Monday, January 17, 2011

ON CAPT MIKE'S KINDLE: MANY CARGOES


I first picked up a copy of MANY CARGOES by W.W. Jacobs while staying overnight at the Tintswalo at Waterfall hotel in Johannesburg South Africa in 2009. I very much enjoyed the few stories I was able to read before I had to return it to the Hotel's bookcase. The book was first published in 1896.  When I got my Kindle I found I was able to download MANY CARGOES (Annotated) for a very nominal fee. So I did. W.W. Jacobs father was a dock worker in the Wapping part of London. So it seems only natural that Jacobs writing would be influenced by the tales of  Captains and crew of the boats that docked there. This book is full of  such characters on the merchant boats that sailed the area over one hundred years ago. The stories should give any sailor a good chuckle or two in reading them. For example there is the tale of a Captain who fancies himself more of a doctor than Captain much to the dismay of the crew:
'He's half crazy on doctoring. We nearly had a mutiny aboard once owing to his wanting to hold a post-mortem on a man what fell from the mast-head Wanted to see what the poor feller died of.'" "I call it unwholesome,' ses the second mate very savage. 'He offered me a pill at breakfast the size of a small marble; quite put me off my feed, it did.'
In another tale called IN MID ATLANTIC a Captain has a premonition: 
"We was about ten days out, an' still slipping along in this spanking way, when all of a sudden things changed. I,was at the wheel with the second mate one night, when the skipper, whose name was Brown, came up from below in a uneasy sort o' fashion, and stood looking at us for some time without speaking. Then at last he sort o' makes up his mind, and ses he—"'Mr. McMillan, I've just had a most remarkable experience, an' I don't know what to do about it.'
'"Yes, sir?' ses Mr. McMillan.
"' Three times I 've been woke up this night by something shouting in my ear, "Steer nor'-nor'-west!"' ses the cap'n very solemnly, '" Steer nor'-nor'-west!" that's all it says. The first time I thought it was somebody got into my cabin skylarking, and I laid for 'em with a stick, but 1 've heard it three times, an' there's nothing there.'
"' It's a supernatural warning,' ses the second mate, who had a great uncle once who had the second sight, and was the most unpopular man of his family, because he always knew what to expect, and laid his plans according.

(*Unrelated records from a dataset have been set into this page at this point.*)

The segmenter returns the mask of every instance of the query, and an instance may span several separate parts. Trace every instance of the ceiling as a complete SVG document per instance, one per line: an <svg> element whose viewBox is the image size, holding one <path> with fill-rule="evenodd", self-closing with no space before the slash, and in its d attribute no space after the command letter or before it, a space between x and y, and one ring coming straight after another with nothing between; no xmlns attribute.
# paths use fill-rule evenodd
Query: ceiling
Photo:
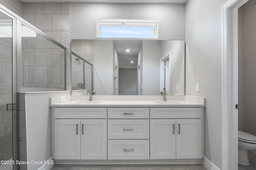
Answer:
<svg viewBox="0 0 256 170"><path fill-rule="evenodd" d="M27 2L71 2L114 4L185 4L188 0L21 0Z"/></svg>

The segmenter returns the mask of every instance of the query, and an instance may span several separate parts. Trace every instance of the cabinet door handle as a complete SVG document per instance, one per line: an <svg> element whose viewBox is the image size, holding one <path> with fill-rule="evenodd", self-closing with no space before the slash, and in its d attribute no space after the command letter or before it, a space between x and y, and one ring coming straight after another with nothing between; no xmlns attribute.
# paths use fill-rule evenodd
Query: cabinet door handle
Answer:
<svg viewBox="0 0 256 170"><path fill-rule="evenodd" d="M123 129L124 131L133 131L133 128L132 129Z"/></svg>
<svg viewBox="0 0 256 170"><path fill-rule="evenodd" d="M172 124L172 126L173 127L173 131L172 131L172 134L174 135L175 134L175 125L174 125L174 124Z"/></svg>
<svg viewBox="0 0 256 170"><path fill-rule="evenodd" d="M124 152L133 152L134 149L124 149Z"/></svg>
<svg viewBox="0 0 256 170"><path fill-rule="evenodd" d="M123 114L124 115L132 115L133 113L124 113Z"/></svg>
<svg viewBox="0 0 256 170"><path fill-rule="evenodd" d="M83 124L82 125L82 135L84 135L84 124Z"/></svg>
<svg viewBox="0 0 256 170"><path fill-rule="evenodd" d="M76 124L76 135L78 134L78 124Z"/></svg>
<svg viewBox="0 0 256 170"><path fill-rule="evenodd" d="M179 126L179 131L178 133L180 134L180 123L178 123L178 125Z"/></svg>

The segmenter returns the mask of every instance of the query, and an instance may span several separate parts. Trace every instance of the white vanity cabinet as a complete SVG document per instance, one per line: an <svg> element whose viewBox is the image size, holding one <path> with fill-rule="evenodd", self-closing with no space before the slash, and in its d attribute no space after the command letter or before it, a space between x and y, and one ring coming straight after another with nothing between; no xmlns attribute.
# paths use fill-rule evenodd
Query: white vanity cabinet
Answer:
<svg viewBox="0 0 256 170"><path fill-rule="evenodd" d="M202 158L202 109L150 108L150 159Z"/></svg>
<svg viewBox="0 0 256 170"><path fill-rule="evenodd" d="M107 159L106 108L55 109L53 136L55 159ZM72 119L72 114L76 119ZM102 119L90 119L95 116Z"/></svg>

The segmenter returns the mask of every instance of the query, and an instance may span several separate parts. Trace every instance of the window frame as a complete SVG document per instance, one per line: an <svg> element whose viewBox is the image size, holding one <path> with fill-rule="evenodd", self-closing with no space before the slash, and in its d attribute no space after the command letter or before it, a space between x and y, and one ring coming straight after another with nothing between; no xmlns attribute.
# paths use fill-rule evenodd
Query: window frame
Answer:
<svg viewBox="0 0 256 170"><path fill-rule="evenodd" d="M157 20L97 19L96 37L101 37L102 26L151 27L154 27L154 38L158 38L158 21ZM108 37L116 38L116 37ZM122 38L138 38L120 37Z"/></svg>

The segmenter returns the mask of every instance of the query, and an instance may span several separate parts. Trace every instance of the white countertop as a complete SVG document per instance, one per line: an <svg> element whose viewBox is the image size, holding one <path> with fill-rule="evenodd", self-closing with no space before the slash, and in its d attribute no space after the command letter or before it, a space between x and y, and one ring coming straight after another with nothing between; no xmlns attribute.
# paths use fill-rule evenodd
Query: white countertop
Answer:
<svg viewBox="0 0 256 170"><path fill-rule="evenodd" d="M206 106L205 98L188 96L93 96L89 101L88 96L66 96L50 98L50 106L54 107L201 107ZM65 102L60 102L60 98ZM87 99L87 98L88 98Z"/></svg>

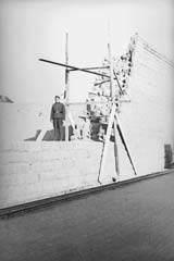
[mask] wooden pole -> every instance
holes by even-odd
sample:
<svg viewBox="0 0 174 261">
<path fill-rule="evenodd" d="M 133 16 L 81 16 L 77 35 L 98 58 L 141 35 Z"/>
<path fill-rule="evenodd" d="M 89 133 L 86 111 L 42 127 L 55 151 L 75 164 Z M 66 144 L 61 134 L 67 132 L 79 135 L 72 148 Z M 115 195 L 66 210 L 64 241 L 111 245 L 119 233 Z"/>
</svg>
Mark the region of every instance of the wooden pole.
<svg viewBox="0 0 174 261">
<path fill-rule="evenodd" d="M 111 86 L 111 99 L 114 103 L 115 99 L 115 90 L 114 90 L 114 70 L 113 70 L 113 59 L 111 53 L 111 35 L 110 35 L 110 25 L 109 25 L 109 44 L 108 44 L 108 55 L 109 55 L 109 62 L 110 62 L 110 86 Z M 115 113 L 116 113 L 116 107 L 115 107 Z M 119 175 L 120 169 L 119 169 L 119 154 L 117 154 L 117 144 L 116 144 L 116 122 L 115 119 L 113 121 L 113 129 L 114 129 L 114 156 L 115 156 L 115 172 Z"/>
<path fill-rule="evenodd" d="M 110 34 L 110 32 L 109 32 Z M 107 154 L 109 150 L 109 144 L 110 144 L 110 137 L 112 127 L 114 126 L 114 154 L 115 154 L 115 172 L 119 174 L 119 158 L 117 158 L 117 145 L 116 145 L 116 123 L 115 123 L 115 113 L 116 113 L 116 105 L 114 102 L 114 84 L 113 84 L 113 61 L 112 61 L 112 54 L 111 54 L 111 44 L 110 44 L 110 35 L 109 35 L 109 44 L 108 44 L 108 54 L 109 54 L 109 62 L 110 62 L 110 88 L 111 88 L 111 100 L 112 100 L 112 109 L 110 114 L 110 120 L 107 128 L 107 136 L 103 144 L 103 149 L 101 153 L 101 161 L 100 161 L 100 169 L 99 169 L 99 175 L 98 175 L 98 182 L 101 184 L 100 176 L 103 174 L 105 161 L 107 161 Z"/>
<path fill-rule="evenodd" d="M 100 169 L 99 169 L 99 175 L 98 175 L 99 183 L 101 183 L 100 176 L 103 174 L 104 166 L 105 166 L 107 153 L 108 153 L 108 149 L 109 149 L 109 145 L 110 145 L 110 137 L 111 137 L 112 126 L 113 126 L 113 122 L 114 122 L 115 110 L 116 110 L 116 107 L 113 103 L 108 128 L 107 128 L 107 136 L 105 136 L 105 140 L 104 140 L 104 145 L 103 145 L 102 153 L 101 153 Z"/>
<path fill-rule="evenodd" d="M 66 33 L 65 39 L 65 64 L 69 65 L 69 34 Z M 69 69 L 65 69 L 65 140 L 69 141 L 69 97 L 70 97 L 70 85 L 69 85 Z"/>
</svg>

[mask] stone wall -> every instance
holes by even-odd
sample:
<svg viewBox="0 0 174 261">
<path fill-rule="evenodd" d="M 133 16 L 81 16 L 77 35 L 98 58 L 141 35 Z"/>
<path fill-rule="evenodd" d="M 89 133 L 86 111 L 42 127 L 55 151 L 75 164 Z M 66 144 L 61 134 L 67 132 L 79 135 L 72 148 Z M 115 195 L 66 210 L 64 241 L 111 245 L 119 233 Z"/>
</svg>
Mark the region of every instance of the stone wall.
<svg viewBox="0 0 174 261">
<path fill-rule="evenodd" d="M 101 142 L 90 140 L 1 145 L 0 209 L 99 186 L 101 150 Z M 115 175 L 112 152 L 104 183 Z"/>
<path fill-rule="evenodd" d="M 174 144 L 174 64 L 135 38 L 127 99 L 120 122 L 138 175 L 164 169 L 164 146 Z M 119 137 L 117 137 L 119 139 Z M 124 153 L 119 139 L 120 153 Z M 121 172 L 128 173 L 120 157 Z"/>
</svg>

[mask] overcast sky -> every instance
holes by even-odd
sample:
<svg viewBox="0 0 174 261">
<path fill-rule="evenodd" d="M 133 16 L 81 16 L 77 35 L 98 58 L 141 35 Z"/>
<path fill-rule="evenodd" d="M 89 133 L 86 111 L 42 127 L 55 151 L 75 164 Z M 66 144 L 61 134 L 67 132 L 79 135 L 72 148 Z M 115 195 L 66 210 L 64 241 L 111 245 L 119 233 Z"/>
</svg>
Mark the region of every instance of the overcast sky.
<svg viewBox="0 0 174 261">
<path fill-rule="evenodd" d="M 64 89 L 64 70 L 38 62 L 64 62 L 65 33 L 70 63 L 100 65 L 107 55 L 110 20 L 112 53 L 126 51 L 135 33 L 174 60 L 172 0 L 0 1 L 0 95 L 15 102 L 51 102 Z M 84 100 L 95 77 L 71 74 L 71 100 Z"/>
</svg>

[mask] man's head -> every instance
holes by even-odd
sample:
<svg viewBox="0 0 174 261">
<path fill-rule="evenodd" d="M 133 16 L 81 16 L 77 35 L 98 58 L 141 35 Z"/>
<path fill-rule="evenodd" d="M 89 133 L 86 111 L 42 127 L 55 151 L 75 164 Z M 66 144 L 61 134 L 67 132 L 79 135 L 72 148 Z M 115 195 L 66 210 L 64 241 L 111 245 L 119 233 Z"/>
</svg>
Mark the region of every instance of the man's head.
<svg viewBox="0 0 174 261">
<path fill-rule="evenodd" d="M 55 102 L 60 102 L 60 97 L 59 96 L 55 96 Z"/>
</svg>

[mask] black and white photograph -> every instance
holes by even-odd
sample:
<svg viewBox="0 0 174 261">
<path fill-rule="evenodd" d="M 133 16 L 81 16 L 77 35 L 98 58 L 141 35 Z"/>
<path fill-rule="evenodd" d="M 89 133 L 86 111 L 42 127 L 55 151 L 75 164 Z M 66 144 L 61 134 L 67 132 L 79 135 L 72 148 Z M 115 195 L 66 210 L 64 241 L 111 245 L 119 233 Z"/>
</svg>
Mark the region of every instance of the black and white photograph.
<svg viewBox="0 0 174 261">
<path fill-rule="evenodd" d="M 0 0 L 0 261 L 174 260 L 173 46 L 173 0 Z"/>
</svg>

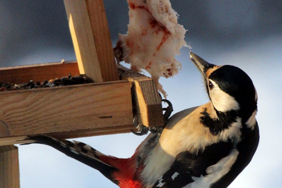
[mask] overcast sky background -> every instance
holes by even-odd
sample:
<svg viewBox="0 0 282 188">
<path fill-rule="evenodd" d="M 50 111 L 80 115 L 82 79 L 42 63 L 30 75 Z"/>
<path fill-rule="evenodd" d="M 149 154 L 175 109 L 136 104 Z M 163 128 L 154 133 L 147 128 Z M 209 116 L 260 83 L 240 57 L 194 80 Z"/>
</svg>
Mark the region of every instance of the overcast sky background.
<svg viewBox="0 0 282 188">
<path fill-rule="evenodd" d="M 208 62 L 244 70 L 258 93 L 260 140 L 253 160 L 230 188 L 282 187 L 282 1 L 171 0 L 188 31 L 192 51 Z M 112 40 L 125 33 L 126 0 L 104 0 Z M 62 1 L 0 1 L 0 66 L 76 59 Z M 208 101 L 187 48 L 177 57 L 182 69 L 160 80 L 175 112 Z M 130 157 L 145 136 L 132 133 L 76 139 L 105 154 Z M 19 147 L 20 185 L 29 187 L 114 188 L 97 171 L 50 147 Z"/>
</svg>

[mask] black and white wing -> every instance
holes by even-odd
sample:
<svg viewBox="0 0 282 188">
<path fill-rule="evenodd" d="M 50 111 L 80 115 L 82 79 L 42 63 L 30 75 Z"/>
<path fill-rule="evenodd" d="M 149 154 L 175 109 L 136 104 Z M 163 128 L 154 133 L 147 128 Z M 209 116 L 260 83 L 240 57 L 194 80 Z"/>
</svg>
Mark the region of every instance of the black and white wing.
<svg viewBox="0 0 282 188">
<path fill-rule="evenodd" d="M 226 163 L 234 163 L 237 152 L 231 142 L 222 142 L 207 147 L 197 154 L 188 151 L 180 153 L 152 188 L 209 187 L 224 175 L 221 173 L 223 168 L 229 171 L 230 166 Z M 222 161 L 224 164 L 220 163 Z M 191 187 L 192 184 L 196 186 Z"/>
</svg>

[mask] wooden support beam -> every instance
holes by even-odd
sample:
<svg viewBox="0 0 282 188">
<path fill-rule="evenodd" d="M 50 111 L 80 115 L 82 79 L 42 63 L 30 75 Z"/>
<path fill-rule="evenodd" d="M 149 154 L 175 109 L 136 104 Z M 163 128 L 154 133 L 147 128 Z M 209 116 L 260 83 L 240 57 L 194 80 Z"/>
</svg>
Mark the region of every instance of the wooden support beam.
<svg viewBox="0 0 282 188">
<path fill-rule="evenodd" d="M 95 82 L 117 80 L 117 70 L 102 0 L 64 0 L 81 73 Z"/>
<path fill-rule="evenodd" d="M 122 66 L 118 67 L 123 79 L 131 83 L 134 114 L 141 114 L 142 122 L 146 126 L 159 126 L 164 123 L 161 101 L 155 82 L 150 78 Z"/>
<path fill-rule="evenodd" d="M 83 130 L 50 133 L 45 134 L 55 138 L 58 139 L 62 140 L 81 137 L 131 133 L 131 129 L 132 129 L 135 131 L 138 131 L 133 125 L 130 125 Z M 0 146 L 29 143 L 32 142 L 28 141 L 23 141 L 23 140 L 27 138 L 27 136 L 10 136 L 1 138 L 0 138 Z"/>
<path fill-rule="evenodd" d="M 15 84 L 27 83 L 31 80 L 43 82 L 67 76 L 70 72 L 73 76 L 79 74 L 76 61 L 0 68 L 0 82 Z"/>
<path fill-rule="evenodd" d="M 118 79 L 103 0 L 86 0 L 88 15 L 104 82 Z"/>
<path fill-rule="evenodd" d="M 0 92 L 1 138 L 132 124 L 123 80 Z"/>
<path fill-rule="evenodd" d="M 18 147 L 0 146 L 0 188 L 20 188 Z"/>
</svg>

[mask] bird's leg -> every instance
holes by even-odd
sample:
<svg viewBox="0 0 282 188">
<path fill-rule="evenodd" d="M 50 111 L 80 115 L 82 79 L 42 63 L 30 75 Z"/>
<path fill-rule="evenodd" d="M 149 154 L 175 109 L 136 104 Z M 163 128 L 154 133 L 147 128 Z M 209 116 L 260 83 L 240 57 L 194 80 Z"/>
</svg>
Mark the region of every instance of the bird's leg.
<svg viewBox="0 0 282 188">
<path fill-rule="evenodd" d="M 163 108 L 163 110 L 165 111 L 163 114 L 164 125 L 162 126 L 146 127 L 141 124 L 138 123 L 137 122 L 138 116 L 140 115 L 140 114 L 138 114 L 136 115 L 133 119 L 133 124 L 140 132 L 136 132 L 131 129 L 131 131 L 133 134 L 136 135 L 142 136 L 142 135 L 147 134 L 149 131 L 150 131 L 152 133 L 156 133 L 157 132 L 161 132 L 164 127 L 165 127 L 168 118 L 170 116 L 171 113 L 173 111 L 172 104 L 167 99 L 162 99 L 161 101 L 162 102 L 167 103 L 168 104 L 168 106 L 167 108 Z"/>
<path fill-rule="evenodd" d="M 172 107 L 172 104 L 168 100 L 165 99 L 162 99 L 161 101 L 162 102 L 167 103 L 168 105 L 168 106 L 167 107 L 163 108 L 163 111 L 165 111 L 164 114 L 164 125 L 165 125 L 167 122 L 168 118 L 171 115 L 171 113 L 173 111 L 173 108 Z"/>
</svg>

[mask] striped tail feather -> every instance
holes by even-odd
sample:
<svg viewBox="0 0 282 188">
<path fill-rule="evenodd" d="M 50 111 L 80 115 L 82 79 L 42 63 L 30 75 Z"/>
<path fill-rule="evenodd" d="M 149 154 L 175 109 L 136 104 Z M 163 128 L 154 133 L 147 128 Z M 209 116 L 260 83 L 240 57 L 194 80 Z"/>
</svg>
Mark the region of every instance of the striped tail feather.
<svg viewBox="0 0 282 188">
<path fill-rule="evenodd" d="M 114 183 L 117 185 L 118 183 L 112 176 L 113 173 L 118 169 L 100 160 L 99 157 L 104 156 L 104 154 L 89 145 L 75 141 L 59 140 L 44 135 L 29 136 L 25 140 L 35 142 L 21 145 L 35 143 L 51 146 L 67 156 L 99 171 Z"/>
</svg>

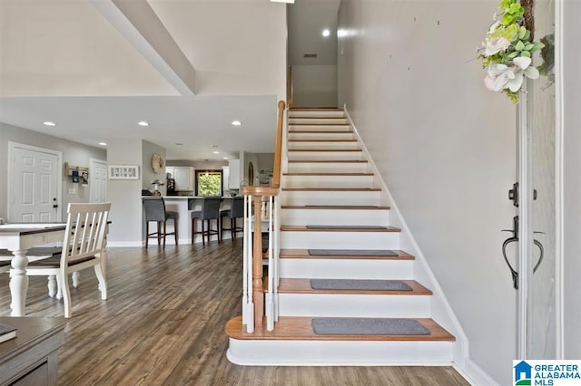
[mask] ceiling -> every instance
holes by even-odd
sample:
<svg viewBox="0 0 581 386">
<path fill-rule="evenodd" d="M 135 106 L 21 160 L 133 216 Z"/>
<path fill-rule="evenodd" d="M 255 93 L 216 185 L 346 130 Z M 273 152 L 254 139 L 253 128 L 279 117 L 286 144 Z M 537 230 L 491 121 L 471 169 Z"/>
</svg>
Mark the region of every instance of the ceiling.
<svg viewBox="0 0 581 386">
<path fill-rule="evenodd" d="M 290 63 L 336 62 L 340 3 L 289 5 Z M 137 33 L 101 9 L 118 7 L 130 19 L 140 4 L 152 14 Z M 164 147 L 168 159 L 271 152 L 277 101 L 286 94 L 286 7 L 269 0 L 1 0 L 0 121 L 95 147 L 142 138 Z M 323 38 L 323 28 L 331 36 Z M 167 35 L 153 54 L 143 50 L 147 29 L 153 40 Z M 195 72 L 182 88 L 180 69 L 168 75 L 159 66 L 159 57 L 171 62 L 164 51 L 172 45 Z M 318 58 L 304 62 L 313 52 Z"/>
<path fill-rule="evenodd" d="M 193 95 L 184 96 L 92 4 L 123 1 L 139 3 L 0 1 L 0 121 L 95 147 L 143 138 L 169 159 L 271 152 L 285 94 L 286 5 L 149 0 L 195 70 Z"/>
</svg>

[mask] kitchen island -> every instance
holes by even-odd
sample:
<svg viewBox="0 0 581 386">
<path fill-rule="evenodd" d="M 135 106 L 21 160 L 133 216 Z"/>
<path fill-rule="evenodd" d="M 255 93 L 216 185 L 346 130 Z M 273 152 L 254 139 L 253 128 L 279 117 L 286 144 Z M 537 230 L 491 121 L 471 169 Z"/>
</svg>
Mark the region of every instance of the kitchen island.
<svg viewBox="0 0 581 386">
<path fill-rule="evenodd" d="M 163 196 L 165 209 L 178 212 L 178 244 L 192 243 L 192 211 L 202 209 L 202 196 Z M 220 210 L 227 210 L 231 207 L 231 197 L 222 197 Z M 213 225 L 213 222 L 212 222 Z M 173 231 L 172 221 L 168 221 L 168 233 Z M 202 220 L 198 220 L 196 229 L 202 229 Z M 224 233 L 230 238 L 230 232 Z M 202 235 L 196 235 L 195 242 L 202 242 Z"/>
</svg>

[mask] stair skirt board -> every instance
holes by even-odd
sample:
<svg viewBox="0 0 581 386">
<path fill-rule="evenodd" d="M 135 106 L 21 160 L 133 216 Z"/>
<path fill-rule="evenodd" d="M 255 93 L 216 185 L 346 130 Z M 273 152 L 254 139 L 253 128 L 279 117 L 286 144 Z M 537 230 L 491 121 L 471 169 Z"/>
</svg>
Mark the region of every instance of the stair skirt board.
<svg viewBox="0 0 581 386">
<path fill-rule="evenodd" d="M 281 248 L 399 249 L 399 232 L 282 231 Z"/>
<path fill-rule="evenodd" d="M 429 318 L 430 295 L 279 293 L 281 316 Z"/>
<path fill-rule="evenodd" d="M 259 341 L 230 338 L 226 356 L 240 365 L 451 366 L 448 341 Z"/>
<path fill-rule="evenodd" d="M 387 227 L 389 224 L 389 210 L 282 208 L 281 223 L 290 226 L 343 224 Z"/>
<path fill-rule="evenodd" d="M 281 258 L 281 278 L 413 280 L 413 260 Z"/>
</svg>

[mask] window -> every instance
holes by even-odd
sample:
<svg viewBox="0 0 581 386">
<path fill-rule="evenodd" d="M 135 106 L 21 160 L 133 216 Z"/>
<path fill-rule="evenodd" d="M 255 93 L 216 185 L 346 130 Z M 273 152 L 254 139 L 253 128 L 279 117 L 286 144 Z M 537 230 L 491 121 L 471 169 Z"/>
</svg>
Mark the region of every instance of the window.
<svg viewBox="0 0 581 386">
<path fill-rule="evenodd" d="M 196 170 L 196 196 L 222 195 L 222 170 Z"/>
</svg>

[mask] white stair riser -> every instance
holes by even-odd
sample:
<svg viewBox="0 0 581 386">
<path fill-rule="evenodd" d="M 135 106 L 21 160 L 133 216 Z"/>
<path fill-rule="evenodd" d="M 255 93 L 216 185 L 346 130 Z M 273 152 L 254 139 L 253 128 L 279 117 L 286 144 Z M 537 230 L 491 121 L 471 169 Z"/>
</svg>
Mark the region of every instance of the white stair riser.
<svg viewBox="0 0 581 386">
<path fill-rule="evenodd" d="M 349 123 L 347 118 L 289 118 L 289 124 L 311 123 L 311 124 L 345 124 Z"/>
<path fill-rule="evenodd" d="M 380 191 L 283 190 L 282 205 L 379 205 Z"/>
<path fill-rule="evenodd" d="M 352 159 L 362 159 L 363 152 L 362 151 L 289 151 L 289 159 L 298 159 L 298 160 L 318 160 L 318 159 L 325 159 L 325 160 L 333 160 L 333 159 L 340 159 L 340 160 L 352 160 Z"/>
<path fill-rule="evenodd" d="M 281 231 L 281 248 L 399 249 L 399 232 Z"/>
<path fill-rule="evenodd" d="M 289 162 L 289 173 L 365 173 L 367 162 Z"/>
<path fill-rule="evenodd" d="M 373 176 L 282 176 L 285 188 L 373 188 Z"/>
<path fill-rule="evenodd" d="M 310 111 L 310 110 L 295 110 L 289 111 L 289 118 L 295 117 L 335 117 L 335 118 L 344 118 L 345 112 L 337 111 L 337 110 L 329 110 L 329 111 Z"/>
<path fill-rule="evenodd" d="M 281 277 L 413 280 L 413 260 L 281 258 Z"/>
<path fill-rule="evenodd" d="M 452 342 L 242 341 L 230 338 L 228 359 L 241 365 L 440 365 Z"/>
<path fill-rule="evenodd" d="M 279 294 L 281 316 L 429 318 L 429 295 Z"/>
<path fill-rule="evenodd" d="M 357 140 L 350 141 L 338 141 L 338 140 L 325 140 L 325 141 L 289 141 L 289 149 L 359 149 L 359 143 Z"/>
<path fill-rule="evenodd" d="M 353 132 L 350 125 L 289 125 L 289 133 L 292 133 L 294 130 L 300 131 L 345 131 Z"/>
<path fill-rule="evenodd" d="M 355 136 L 352 132 L 290 132 L 288 136 L 289 140 L 354 140 Z"/>
<path fill-rule="evenodd" d="M 284 225 L 389 226 L 389 211 L 378 209 L 282 209 Z"/>
</svg>

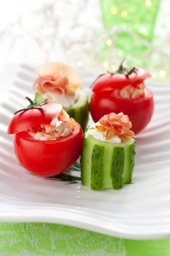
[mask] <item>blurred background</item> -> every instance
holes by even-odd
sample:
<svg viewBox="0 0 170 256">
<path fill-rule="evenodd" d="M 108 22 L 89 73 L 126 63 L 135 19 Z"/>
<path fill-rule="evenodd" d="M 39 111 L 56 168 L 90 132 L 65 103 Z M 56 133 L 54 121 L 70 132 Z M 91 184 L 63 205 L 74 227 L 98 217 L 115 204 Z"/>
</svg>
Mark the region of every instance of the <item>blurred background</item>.
<svg viewBox="0 0 170 256">
<path fill-rule="evenodd" d="M 126 64 L 170 79 L 170 0 L 6 0 L 0 67 L 54 61 L 80 70 Z"/>
</svg>

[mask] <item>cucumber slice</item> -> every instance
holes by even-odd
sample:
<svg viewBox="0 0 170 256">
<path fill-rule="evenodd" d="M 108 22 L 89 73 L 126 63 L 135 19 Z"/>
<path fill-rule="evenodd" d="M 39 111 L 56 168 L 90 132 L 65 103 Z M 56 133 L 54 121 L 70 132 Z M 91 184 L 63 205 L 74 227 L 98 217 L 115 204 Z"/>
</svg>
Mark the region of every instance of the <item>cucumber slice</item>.
<svg viewBox="0 0 170 256">
<path fill-rule="evenodd" d="M 80 125 L 83 132 L 85 132 L 88 120 L 88 96 L 80 88 L 78 88 L 77 91 L 79 96 L 75 103 L 69 108 L 63 108 L 63 109 L 70 117 L 74 118 Z M 36 102 L 41 102 L 45 99 L 42 95 L 36 93 L 34 99 Z"/>
<path fill-rule="evenodd" d="M 81 156 L 83 185 L 92 189 L 119 189 L 131 181 L 136 140 L 114 144 L 85 134 Z"/>
</svg>

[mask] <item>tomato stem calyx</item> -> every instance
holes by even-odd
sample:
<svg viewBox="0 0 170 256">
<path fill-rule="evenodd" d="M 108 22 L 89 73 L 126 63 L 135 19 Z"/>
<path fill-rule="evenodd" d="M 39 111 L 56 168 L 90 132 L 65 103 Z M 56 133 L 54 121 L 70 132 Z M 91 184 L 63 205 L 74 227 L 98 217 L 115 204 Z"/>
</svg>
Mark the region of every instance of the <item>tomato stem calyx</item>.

"' That's what I think,' ses the cap'n. 'There's some poor shipwrecked fellow creatures in distress.'
Well, the Captain does eventually steer the boat nor'-nor'-west against the heated objections of the First Mate. The ship does come upon a sailor in "distress" but, not because of the reason you may think. You'll have to read the story to find out why. The books title MANY CARGOES certainly describes the twenty one short stories that were full of Captains, crew and landlubbers who find themselves in humorous situations on board various boats and ships.  Even though the book was published over one hundred years ago the stories still hold up today. Though Jacobs writing is very humorous in this collection he may be more famous for some of his more macabre stories like the Monkey's Paw. Still, I can recommend Many Cargoes as a book that would bring a lot of chuckles while reading it for most sailors.